Le 5 juillet dernier la Cour de Justice de l'Union Européenne a rendu une décision concernant la question de l'opposabilité des conditions générales de vente dans le cadre de sites de e-commerce (Arrêt Content Services Ltd c/ Bundesarbeitskammer, aff. C-49/11).

L'affaire concernait un site de vente de logiciels en ligne (Content Services). Le processus de vente du site Internet était extrêmement classique :

1- Le consommateur devait s'identifier, choisir son logiciel et valider sa commande en cochant une case précisant qu'il acceptait les conditions générales de vente (CGV) et renonçait à son droit de rétractation.
Les CGV étaient accessibles sur une autre page du site web via un lien hypertexte.

2- Une fois la commande et le paiement validés, le consommateur recevait un email récapitulatif de sa commande.
L'email renvoyait lui aussi aux CGV sur le site et donc via un lien hypertexte.

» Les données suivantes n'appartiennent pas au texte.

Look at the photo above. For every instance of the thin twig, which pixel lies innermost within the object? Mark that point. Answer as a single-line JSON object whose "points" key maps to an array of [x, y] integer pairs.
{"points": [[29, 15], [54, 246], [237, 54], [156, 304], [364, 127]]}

3- Enfin, le consommateur recevait sa facture. Cette facture rappelait que l’internaute concerné avait accepté de renoncer à son droit de rétractation et qu’il n’avait plus la possibilité de résilier le contrat d’abonnement.

Une association de consommateurs autrichienne a saisi les juridictions de ce pays qui ont fini par solliciter l'avis de la Cour Européenne afin qu'elle prenne position sur la question de savoir si le processus de commande mis en place était conforme à la directive du Parlement européen et du Conseil, du 20 mai 1997, concernant la protection des consommateurs en matière de contrats à distance.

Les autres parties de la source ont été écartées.